Pseudoephedrine relieves congestion caused by sinusitis, the common cold, hay fever and respiratory allergies, states Mayo Clinic. It is available in both prescription and over-the-counter preparations. Pseudoephedrine is available in many forms such as syrup, tablet, capsule and suspension.
Over-the-counter pseudoephedrine is not safe for babies and children under 4 years of age, warns Mayo Clinic. Allergic reactions are possible with this medicine, and it may negatively interact to drugs such as tranylcypromine, linezolid, furazolidone, nialamide and procarbazine. Individuals with Type 2 diabetes mellitus may experience an increase in blood glucose levels, and pseudoephedrine may worsen high blood pressure and overactive thyroid conditions. Individuals with an enlarged prostate, heart disease, blood vessel disease and glaucoma should consult a doctor before using pseudoephedrine. A doctor should also be consulted if symptoms do not improve within seven days of taking pseudoephedrine.

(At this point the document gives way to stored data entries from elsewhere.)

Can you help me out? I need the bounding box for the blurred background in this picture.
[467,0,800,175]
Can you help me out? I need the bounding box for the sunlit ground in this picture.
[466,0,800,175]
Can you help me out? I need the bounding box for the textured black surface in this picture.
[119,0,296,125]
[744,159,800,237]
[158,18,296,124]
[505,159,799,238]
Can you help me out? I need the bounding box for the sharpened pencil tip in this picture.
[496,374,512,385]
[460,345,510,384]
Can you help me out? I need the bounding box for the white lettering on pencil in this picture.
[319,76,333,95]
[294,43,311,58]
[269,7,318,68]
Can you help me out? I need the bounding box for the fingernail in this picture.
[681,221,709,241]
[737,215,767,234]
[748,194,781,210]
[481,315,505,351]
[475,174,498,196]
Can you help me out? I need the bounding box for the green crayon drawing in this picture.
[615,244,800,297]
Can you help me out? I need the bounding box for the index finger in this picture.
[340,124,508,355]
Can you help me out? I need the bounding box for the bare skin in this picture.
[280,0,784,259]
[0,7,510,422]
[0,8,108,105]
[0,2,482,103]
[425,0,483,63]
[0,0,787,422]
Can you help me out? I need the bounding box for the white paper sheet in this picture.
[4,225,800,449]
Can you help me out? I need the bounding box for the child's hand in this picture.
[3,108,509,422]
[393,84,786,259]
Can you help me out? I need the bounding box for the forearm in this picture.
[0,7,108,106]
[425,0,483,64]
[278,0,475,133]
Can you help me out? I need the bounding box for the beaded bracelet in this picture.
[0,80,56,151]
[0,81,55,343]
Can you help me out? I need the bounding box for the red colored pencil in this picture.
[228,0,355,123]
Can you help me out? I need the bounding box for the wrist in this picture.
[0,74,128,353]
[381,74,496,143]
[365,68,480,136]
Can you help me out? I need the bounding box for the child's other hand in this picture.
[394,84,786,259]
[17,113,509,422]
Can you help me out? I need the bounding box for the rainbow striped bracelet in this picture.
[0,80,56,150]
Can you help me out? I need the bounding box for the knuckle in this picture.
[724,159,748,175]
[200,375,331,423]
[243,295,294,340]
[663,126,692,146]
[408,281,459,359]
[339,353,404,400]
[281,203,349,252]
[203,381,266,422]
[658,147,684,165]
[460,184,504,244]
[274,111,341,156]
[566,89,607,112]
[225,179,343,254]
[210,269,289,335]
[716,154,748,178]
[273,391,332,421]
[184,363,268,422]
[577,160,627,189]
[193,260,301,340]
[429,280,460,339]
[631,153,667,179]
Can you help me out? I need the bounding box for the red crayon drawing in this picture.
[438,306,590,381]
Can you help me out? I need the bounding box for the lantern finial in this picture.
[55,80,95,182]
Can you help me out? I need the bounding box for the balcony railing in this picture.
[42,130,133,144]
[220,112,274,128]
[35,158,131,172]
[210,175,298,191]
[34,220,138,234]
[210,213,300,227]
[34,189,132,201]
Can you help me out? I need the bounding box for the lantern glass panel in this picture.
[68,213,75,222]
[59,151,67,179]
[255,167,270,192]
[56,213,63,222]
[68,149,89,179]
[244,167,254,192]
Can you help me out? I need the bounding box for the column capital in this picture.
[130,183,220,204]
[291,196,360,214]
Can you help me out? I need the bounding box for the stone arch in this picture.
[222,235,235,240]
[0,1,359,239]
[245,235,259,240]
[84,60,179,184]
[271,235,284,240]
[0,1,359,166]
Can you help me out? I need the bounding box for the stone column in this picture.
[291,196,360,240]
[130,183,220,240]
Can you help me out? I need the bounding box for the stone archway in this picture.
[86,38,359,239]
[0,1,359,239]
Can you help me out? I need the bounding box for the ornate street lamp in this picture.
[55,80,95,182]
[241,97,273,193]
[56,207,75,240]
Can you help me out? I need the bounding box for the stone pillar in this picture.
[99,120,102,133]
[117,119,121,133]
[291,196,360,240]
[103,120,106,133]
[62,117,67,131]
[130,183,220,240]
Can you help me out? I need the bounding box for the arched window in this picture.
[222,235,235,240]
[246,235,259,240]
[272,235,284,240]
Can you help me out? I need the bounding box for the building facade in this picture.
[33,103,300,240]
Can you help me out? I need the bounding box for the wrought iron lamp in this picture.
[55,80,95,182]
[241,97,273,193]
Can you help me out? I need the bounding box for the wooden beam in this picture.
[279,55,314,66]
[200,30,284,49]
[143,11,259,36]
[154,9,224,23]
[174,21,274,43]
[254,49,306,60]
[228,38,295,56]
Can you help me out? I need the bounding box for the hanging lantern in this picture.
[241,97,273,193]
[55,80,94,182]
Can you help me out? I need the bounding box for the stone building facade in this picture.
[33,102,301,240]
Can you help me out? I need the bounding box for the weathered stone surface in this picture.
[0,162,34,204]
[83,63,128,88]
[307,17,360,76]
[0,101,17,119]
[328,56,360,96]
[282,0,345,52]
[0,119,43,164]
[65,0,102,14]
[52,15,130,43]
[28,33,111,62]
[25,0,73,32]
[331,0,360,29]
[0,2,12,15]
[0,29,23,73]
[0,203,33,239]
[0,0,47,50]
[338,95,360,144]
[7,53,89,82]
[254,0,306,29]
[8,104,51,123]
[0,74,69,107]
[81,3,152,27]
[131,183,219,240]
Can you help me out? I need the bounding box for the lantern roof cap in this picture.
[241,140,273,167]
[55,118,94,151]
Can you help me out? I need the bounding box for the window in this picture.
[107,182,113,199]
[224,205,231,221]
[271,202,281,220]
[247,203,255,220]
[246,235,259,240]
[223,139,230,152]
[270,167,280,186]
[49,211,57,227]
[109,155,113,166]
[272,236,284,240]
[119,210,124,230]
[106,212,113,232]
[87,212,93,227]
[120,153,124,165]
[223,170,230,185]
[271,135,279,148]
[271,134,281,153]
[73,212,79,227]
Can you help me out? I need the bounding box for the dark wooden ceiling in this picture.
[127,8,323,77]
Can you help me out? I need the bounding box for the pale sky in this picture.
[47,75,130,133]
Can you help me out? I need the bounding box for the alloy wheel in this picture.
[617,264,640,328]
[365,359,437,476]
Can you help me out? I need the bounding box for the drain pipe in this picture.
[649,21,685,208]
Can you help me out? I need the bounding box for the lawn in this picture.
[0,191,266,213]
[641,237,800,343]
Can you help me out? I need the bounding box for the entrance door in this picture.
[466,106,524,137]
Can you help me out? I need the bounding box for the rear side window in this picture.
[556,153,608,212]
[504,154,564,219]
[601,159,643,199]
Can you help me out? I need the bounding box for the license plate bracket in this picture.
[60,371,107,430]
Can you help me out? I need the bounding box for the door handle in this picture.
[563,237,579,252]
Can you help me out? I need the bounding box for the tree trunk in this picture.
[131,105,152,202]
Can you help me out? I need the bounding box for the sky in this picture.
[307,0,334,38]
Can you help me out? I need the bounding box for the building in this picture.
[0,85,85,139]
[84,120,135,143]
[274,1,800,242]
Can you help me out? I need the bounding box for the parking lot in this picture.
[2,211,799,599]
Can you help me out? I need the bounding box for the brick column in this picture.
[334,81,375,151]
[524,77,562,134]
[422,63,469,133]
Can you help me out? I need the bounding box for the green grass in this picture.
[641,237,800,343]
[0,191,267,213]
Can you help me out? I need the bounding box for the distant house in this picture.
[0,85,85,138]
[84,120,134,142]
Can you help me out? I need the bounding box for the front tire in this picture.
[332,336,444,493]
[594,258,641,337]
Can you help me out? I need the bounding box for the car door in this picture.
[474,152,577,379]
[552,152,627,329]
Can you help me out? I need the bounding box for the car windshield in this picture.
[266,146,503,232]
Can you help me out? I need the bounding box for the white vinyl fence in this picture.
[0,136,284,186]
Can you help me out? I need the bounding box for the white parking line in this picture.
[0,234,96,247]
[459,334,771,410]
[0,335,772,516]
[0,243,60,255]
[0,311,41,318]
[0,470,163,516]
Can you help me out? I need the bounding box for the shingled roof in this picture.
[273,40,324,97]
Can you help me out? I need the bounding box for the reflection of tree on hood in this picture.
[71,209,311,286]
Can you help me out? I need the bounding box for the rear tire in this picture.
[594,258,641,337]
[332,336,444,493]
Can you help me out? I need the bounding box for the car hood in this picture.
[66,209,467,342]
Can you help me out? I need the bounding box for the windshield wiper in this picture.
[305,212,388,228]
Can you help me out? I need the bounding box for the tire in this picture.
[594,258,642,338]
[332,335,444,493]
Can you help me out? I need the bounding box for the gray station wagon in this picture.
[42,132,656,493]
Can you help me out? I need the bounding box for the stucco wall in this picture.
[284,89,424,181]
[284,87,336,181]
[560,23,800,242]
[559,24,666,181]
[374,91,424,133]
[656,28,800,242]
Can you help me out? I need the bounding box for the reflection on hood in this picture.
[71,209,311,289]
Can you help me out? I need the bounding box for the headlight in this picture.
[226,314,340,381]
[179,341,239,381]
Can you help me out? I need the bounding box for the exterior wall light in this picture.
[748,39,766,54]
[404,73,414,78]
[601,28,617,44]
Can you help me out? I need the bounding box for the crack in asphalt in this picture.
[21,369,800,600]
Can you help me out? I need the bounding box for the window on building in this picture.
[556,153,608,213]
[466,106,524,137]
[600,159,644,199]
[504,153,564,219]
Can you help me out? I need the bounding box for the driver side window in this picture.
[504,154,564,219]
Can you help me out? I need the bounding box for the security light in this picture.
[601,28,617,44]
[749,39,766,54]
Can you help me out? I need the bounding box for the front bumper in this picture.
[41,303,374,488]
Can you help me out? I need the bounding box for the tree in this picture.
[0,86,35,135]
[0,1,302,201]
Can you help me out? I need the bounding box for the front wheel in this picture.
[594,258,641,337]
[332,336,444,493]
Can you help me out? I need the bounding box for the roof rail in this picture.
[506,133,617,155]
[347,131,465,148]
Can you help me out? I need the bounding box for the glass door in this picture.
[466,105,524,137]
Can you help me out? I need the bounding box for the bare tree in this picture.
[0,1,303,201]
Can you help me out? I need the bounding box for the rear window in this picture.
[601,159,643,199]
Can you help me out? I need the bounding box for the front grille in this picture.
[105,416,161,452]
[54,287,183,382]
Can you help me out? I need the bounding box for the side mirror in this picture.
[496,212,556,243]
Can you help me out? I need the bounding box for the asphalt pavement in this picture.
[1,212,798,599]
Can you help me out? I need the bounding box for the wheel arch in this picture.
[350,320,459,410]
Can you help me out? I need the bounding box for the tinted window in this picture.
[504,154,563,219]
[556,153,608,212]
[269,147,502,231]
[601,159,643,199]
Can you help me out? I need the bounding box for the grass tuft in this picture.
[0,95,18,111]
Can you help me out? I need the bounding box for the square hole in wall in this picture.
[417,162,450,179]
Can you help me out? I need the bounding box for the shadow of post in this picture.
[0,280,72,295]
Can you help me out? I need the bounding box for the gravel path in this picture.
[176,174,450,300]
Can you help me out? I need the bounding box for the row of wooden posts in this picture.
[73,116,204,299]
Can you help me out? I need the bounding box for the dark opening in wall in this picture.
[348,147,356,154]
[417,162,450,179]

Extended-release pseudoephedrine capsules are taken whole or mixed with jelly or jam if the capsule is difficult to swallow, notes Mayo Clinic. Extended-release tablets are also taken whole without crushing or breaking. Dosage depends on the strength of the medicine and a doctor’s direction. Missed doses are taken as soon as possible or skipped if the next dosing time is close. Pseudoephedrine is stored at room temperature away from direct light, heat and moisture.